In 2022, the Advance Payments Program provided $3.5 billion in total advances to 18,800 producers across Canada. A total of 9,543 producers were able to benefit from the increase, and of these, 5,078 were able to maximize the $250,000 interest-free benefit.
For the 2023 program year, a total of 21,420 producers (value of $4.6 billion) received advances. A total of 6,647 producers received interest-free advances above $250,000, and of these, 4,927 received the maximum interest-free benefit of $350,000.
The 2024 program year started on April 1, 2024 and 10,122 producers (value of $1.2 billion) have received advances to date. A total of 3,805 producers have received interest-free advances above $100,000, and of these, 1,327 have been able to maximize the $250,000 interest-free benefit.
Additional Information:
• Producers have access to the full suite of our federal-provincial-territorial business risk management programs that help producers reduce income losses stemming from production losses, severe market volatility, extreme events and disasters that are beyond their capacity to manage.

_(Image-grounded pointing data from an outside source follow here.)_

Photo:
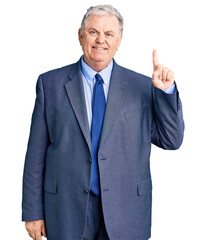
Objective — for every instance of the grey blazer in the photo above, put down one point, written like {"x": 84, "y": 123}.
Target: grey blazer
{"x": 57, "y": 171}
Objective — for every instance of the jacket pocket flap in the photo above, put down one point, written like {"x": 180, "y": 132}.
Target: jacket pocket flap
{"x": 50, "y": 185}
{"x": 144, "y": 187}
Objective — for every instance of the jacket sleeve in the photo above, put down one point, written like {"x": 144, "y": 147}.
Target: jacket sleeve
{"x": 168, "y": 124}
{"x": 32, "y": 200}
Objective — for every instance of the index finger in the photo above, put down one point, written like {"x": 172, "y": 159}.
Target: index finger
{"x": 155, "y": 59}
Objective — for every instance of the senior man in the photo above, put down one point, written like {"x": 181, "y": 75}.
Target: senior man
{"x": 87, "y": 169}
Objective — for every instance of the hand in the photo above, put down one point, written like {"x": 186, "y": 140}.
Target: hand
{"x": 162, "y": 77}
{"x": 36, "y": 229}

• Under Sustainable Canadian Agricultural Partnership, we continue to work with our provincial and territorial counterparts to make business risk management programs more agile, timely, and effective for producers, and to support greater resiliency within the sector, including to climate change.
• Starting in 2023 the compensation rate under AgriStability was increased from 70 to 80 percent to provide more support to farmers in times of need.
• Beginning in the 2024 program year, Canada is offering a new AgriStability model that is faster, simpler, and more predictable, in provinces where Canada delivers AgriStability.